Opinion

The reinvention of the Woodcraft Folk

1 min read Youth Work
I have always had a deep affection for the Woodcraft Folk. Though often considered rather quaint in recent years, and a little unfairly associated with pixies dressed in green tunics dancing around a fire in the woods, it was a youth organisation that pioneered work around internationalism, environment, participation, democracy and peace.

Emerging from the Scouting movement in the 1920s, its founder Leslie Paul was an influential member of the Albemarle Committee in the 1950s. But after that the Woodcraft Folk somewhat lost its way, largely because most other youth organisations had by then embraced the principles on which it had always stood, and often stood alone in the inter-war and post-war period. By 1960, however, it was not clear what was distinctive about it any more.

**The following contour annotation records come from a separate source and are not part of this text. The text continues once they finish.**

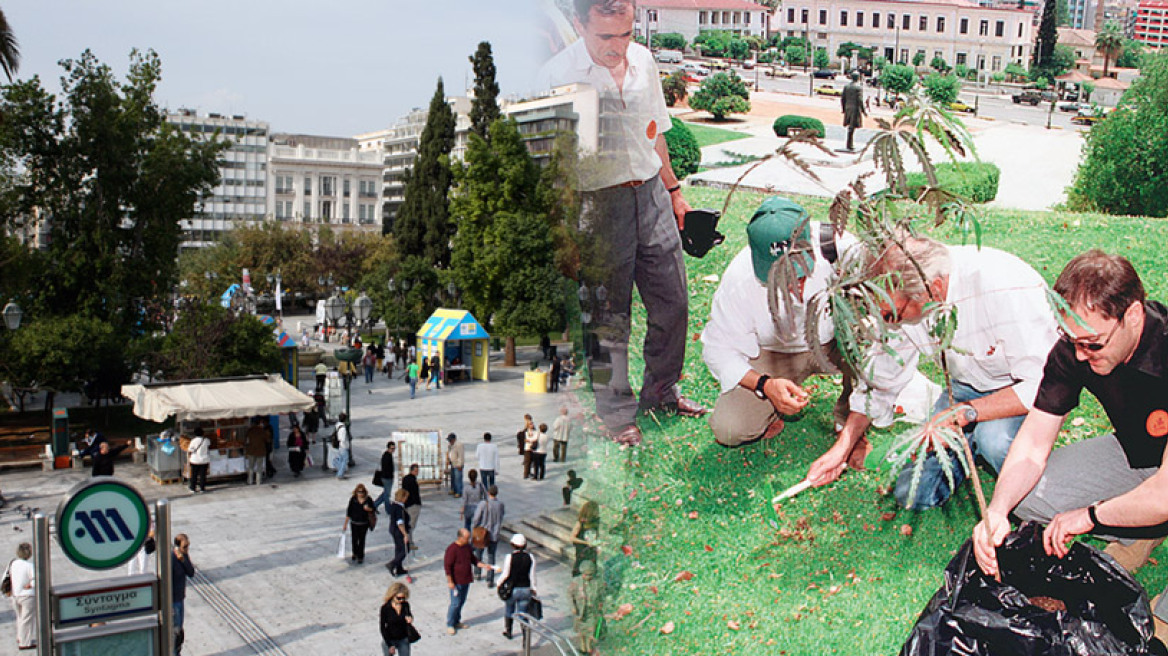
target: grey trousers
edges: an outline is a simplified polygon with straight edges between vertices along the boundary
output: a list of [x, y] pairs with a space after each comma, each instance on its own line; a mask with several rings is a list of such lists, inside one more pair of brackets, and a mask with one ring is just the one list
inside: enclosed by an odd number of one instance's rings
[[638, 410], [628, 379], [633, 285], [648, 320], [639, 405], [677, 400], [689, 322], [681, 235], [660, 176], [639, 187], [588, 191], [580, 214], [585, 353], [597, 413], [610, 430], [620, 430], [634, 423]]
[[[772, 378], [787, 378], [797, 385], [801, 385], [814, 374], [839, 374], [846, 371], [843, 361], [839, 351], [833, 347], [829, 351], [829, 360], [835, 364], [836, 370], [827, 370], [819, 365], [815, 356], [811, 351], [802, 353], [777, 353], [763, 350], [758, 357], [750, 361], [750, 367], [755, 371], [766, 374]], [[835, 402], [833, 414], [835, 423], [843, 425], [848, 419], [848, 397], [851, 396], [851, 376], [843, 376], [843, 391]], [[710, 414], [710, 428], [714, 431], [714, 439], [725, 446], [738, 446], [743, 442], [752, 441], [766, 432], [772, 421], [779, 419], [779, 411], [769, 400], [762, 400], [755, 392], [736, 386], [729, 392], [718, 397]]]

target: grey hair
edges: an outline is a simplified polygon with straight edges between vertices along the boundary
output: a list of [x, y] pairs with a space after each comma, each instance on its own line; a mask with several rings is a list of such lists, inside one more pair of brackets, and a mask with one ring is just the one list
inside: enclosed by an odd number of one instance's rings
[[899, 244], [891, 244], [874, 268], [876, 274], [891, 274], [894, 286], [909, 298], [927, 300], [929, 284], [948, 275], [952, 264], [945, 244], [929, 237], [905, 237]]

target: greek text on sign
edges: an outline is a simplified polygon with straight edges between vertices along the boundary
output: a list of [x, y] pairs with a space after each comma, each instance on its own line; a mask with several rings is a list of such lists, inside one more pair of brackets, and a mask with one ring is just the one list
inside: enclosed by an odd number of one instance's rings
[[91, 589], [57, 598], [61, 624], [96, 622], [154, 609], [153, 582]]
[[146, 502], [117, 479], [100, 476], [82, 483], [57, 508], [62, 551], [90, 570], [110, 570], [133, 558], [148, 529]]

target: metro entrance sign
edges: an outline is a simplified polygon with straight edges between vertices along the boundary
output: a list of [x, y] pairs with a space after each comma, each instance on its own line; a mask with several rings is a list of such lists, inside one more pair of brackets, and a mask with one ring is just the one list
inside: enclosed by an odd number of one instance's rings
[[150, 510], [138, 490], [106, 476], [74, 488], [57, 507], [57, 539], [65, 556], [88, 570], [111, 570], [134, 557], [150, 531]]

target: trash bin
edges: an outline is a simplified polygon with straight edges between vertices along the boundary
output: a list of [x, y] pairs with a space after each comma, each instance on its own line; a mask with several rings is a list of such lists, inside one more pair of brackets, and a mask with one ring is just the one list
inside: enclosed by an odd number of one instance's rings
[[540, 371], [524, 371], [523, 372], [523, 391], [531, 392], [533, 395], [545, 395], [548, 393], [548, 372]]
[[69, 455], [72, 447], [69, 445], [69, 409], [53, 409], [53, 455]]

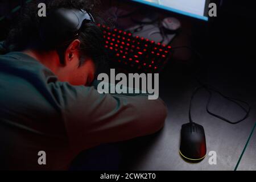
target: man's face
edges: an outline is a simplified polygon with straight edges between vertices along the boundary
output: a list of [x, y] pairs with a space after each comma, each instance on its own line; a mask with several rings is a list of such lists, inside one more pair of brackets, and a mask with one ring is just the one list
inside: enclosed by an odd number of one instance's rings
[[65, 53], [65, 64], [59, 65], [56, 75], [61, 81], [67, 81], [73, 85], [90, 85], [95, 75], [95, 64], [92, 59], [86, 57], [79, 66], [80, 42], [75, 40], [69, 46]]
[[73, 60], [67, 64], [60, 75], [57, 74], [61, 81], [67, 81], [72, 85], [85, 85], [91, 84], [94, 78], [95, 65], [93, 61], [86, 60], [79, 67], [79, 59]]

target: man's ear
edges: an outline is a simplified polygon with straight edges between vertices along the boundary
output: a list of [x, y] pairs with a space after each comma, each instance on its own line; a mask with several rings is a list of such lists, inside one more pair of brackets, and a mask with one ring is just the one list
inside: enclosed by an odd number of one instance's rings
[[80, 41], [79, 39], [74, 40], [68, 47], [65, 52], [65, 65], [71, 61], [75, 56], [79, 57], [79, 48]]

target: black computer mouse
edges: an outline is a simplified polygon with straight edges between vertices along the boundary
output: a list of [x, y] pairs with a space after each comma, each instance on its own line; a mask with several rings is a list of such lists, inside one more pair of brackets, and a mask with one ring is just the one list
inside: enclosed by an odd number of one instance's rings
[[194, 122], [184, 124], [181, 127], [180, 155], [185, 159], [196, 162], [206, 155], [207, 146], [204, 127]]

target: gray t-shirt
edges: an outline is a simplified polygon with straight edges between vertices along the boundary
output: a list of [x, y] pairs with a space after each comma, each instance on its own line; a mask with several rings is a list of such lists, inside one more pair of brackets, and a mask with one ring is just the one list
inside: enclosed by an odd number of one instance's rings
[[160, 99], [100, 94], [59, 81], [24, 53], [0, 56], [0, 168], [67, 169], [84, 150], [155, 132], [166, 115]]

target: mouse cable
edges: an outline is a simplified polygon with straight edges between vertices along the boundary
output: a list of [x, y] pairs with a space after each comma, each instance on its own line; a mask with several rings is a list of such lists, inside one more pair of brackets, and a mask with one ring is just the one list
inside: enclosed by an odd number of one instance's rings
[[[209, 93], [209, 97], [208, 97], [208, 100], [207, 104], [206, 110], [207, 111], [207, 113], [208, 114], [209, 114], [210, 115], [211, 115], [214, 117], [216, 117], [220, 119], [221, 119], [224, 121], [225, 121], [230, 124], [233, 124], [233, 125], [237, 124], [237, 123], [244, 121], [245, 119], [246, 119], [248, 117], [249, 114], [250, 113], [250, 108], [251, 108], [250, 105], [248, 103], [247, 103], [245, 101], [237, 99], [237, 98], [234, 98], [224, 96], [222, 93], [221, 93], [220, 92], [216, 90], [215, 89], [210, 88], [209, 86], [203, 85], [203, 86], [201, 86], [196, 88], [196, 89], [193, 91], [192, 95], [191, 96], [191, 98], [190, 100], [190, 104], [189, 104], [189, 111], [188, 111], [189, 119], [190, 122], [193, 122], [193, 119], [192, 119], [192, 116], [191, 116], [191, 108], [192, 108], [192, 104], [193, 99], [195, 97], [196, 93], [198, 92], [198, 91], [199, 90], [201, 90], [203, 89], [204, 89], [205, 90], [206, 90]], [[234, 122], [234, 121], [231, 121], [221, 115], [214, 114], [214, 113], [211, 111], [210, 110], [209, 106], [210, 106], [210, 101], [212, 101], [213, 92], [217, 93], [217, 94], [220, 94], [222, 97], [226, 98], [227, 100], [230, 101], [236, 104], [239, 107], [240, 107], [245, 113], [245, 115], [243, 116], [243, 117], [242, 117], [241, 119], [239, 119], [238, 121]], [[247, 109], [245, 108], [240, 102], [243, 103], [244, 104], [246, 105], [247, 106], [248, 108]]]
[[[177, 46], [177, 47], [172, 47], [172, 49], [182, 49], [182, 48], [187, 48], [189, 50], [191, 50], [191, 51], [195, 53], [199, 59], [200, 59], [201, 60], [203, 60], [203, 57], [202, 56], [197, 52], [196, 51], [195, 49], [193, 49], [192, 48], [191, 48], [189, 46]], [[199, 90], [201, 90], [202, 89], [204, 89], [205, 90], [206, 90], [208, 93], [209, 93], [209, 97], [208, 97], [208, 100], [207, 101], [207, 106], [206, 106], [206, 110], [207, 111], [208, 114], [209, 114], [210, 115], [216, 117], [220, 119], [221, 119], [224, 121], [225, 121], [229, 123], [230, 124], [237, 124], [243, 121], [244, 121], [245, 119], [246, 119], [248, 116], [249, 114], [250, 113], [250, 110], [251, 110], [251, 106], [250, 105], [246, 102], [244, 101], [242, 101], [241, 100], [237, 99], [237, 98], [232, 98], [230, 97], [228, 97], [228, 96], [226, 96], [225, 95], [224, 95], [221, 92], [220, 92], [220, 91], [218, 91], [217, 89], [214, 89], [213, 86], [210, 86], [209, 85], [205, 84], [203, 83], [198, 78], [195, 77], [195, 80], [199, 83], [199, 84], [200, 84], [201, 86], [199, 86], [195, 88], [195, 90], [193, 91], [192, 95], [191, 96], [191, 98], [190, 100], [190, 103], [189, 103], [189, 111], [188, 111], [188, 115], [189, 115], [189, 122], [193, 122], [193, 120], [192, 119], [192, 116], [191, 116], [191, 107], [192, 107], [192, 101], [193, 98], [195, 97], [195, 96], [196, 94], [196, 93], [197, 93], [197, 92]], [[226, 99], [227, 100], [231, 101], [234, 104], [236, 104], [237, 105], [238, 105], [239, 107], [240, 107], [245, 112], [245, 115], [244, 115], [243, 117], [242, 117], [241, 119], [239, 119], [238, 121], [235, 121], [235, 122], [232, 122], [230, 121], [230, 120], [221, 116], [219, 115], [217, 115], [216, 114], [214, 114], [214, 113], [213, 113], [212, 111], [211, 111], [209, 109], [209, 106], [210, 106], [210, 101], [212, 101], [212, 94], [213, 94], [213, 92], [215, 92], [217, 94], [218, 94], [219, 95], [220, 95], [221, 96], [222, 96], [223, 98]], [[245, 107], [243, 107], [241, 104], [243, 103], [245, 105], [247, 105], [247, 109], [245, 108]]]

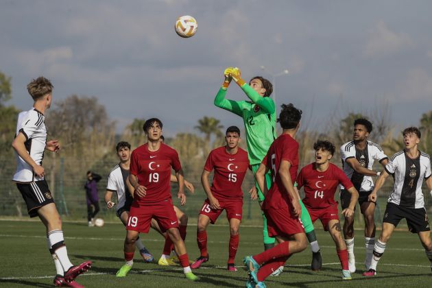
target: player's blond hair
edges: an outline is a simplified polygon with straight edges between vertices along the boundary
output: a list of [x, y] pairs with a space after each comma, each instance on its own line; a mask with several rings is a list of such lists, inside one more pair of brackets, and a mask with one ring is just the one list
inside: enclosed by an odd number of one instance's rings
[[43, 76], [33, 79], [27, 85], [27, 90], [34, 100], [37, 100], [47, 94], [51, 94], [53, 92], [53, 88], [54, 86], [51, 83], [51, 81]]

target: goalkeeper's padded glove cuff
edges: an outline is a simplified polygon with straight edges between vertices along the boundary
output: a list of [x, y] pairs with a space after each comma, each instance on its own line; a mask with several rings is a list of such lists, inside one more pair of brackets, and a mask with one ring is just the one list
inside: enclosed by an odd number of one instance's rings
[[245, 82], [245, 80], [243, 80], [241, 78], [239, 78], [239, 79], [235, 79], [235, 78], [232, 78], [234, 79], [234, 80], [235, 81], [235, 82], [237, 84], [237, 85], [239, 85], [240, 87], [241, 87], [242, 86], [243, 86], [244, 84], [246, 84], [246, 82]]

Now I see that it was the Overall Winner of the National Energy Efficiency Awards 2008, held in December. It also won the Education and Awareness Raising category, while one of its members, George Brooke, 17, was winner of the Young Carbon Champion category. If ever a youth organisation has so dramatically reinvented itself, while not sacrificing its founding principles, then this must be it. George comes from an environmentally conscious family, but his commitment to energy saving broadened and deepened when he got involved with C-Change, the Woodcraft Folk environmental project.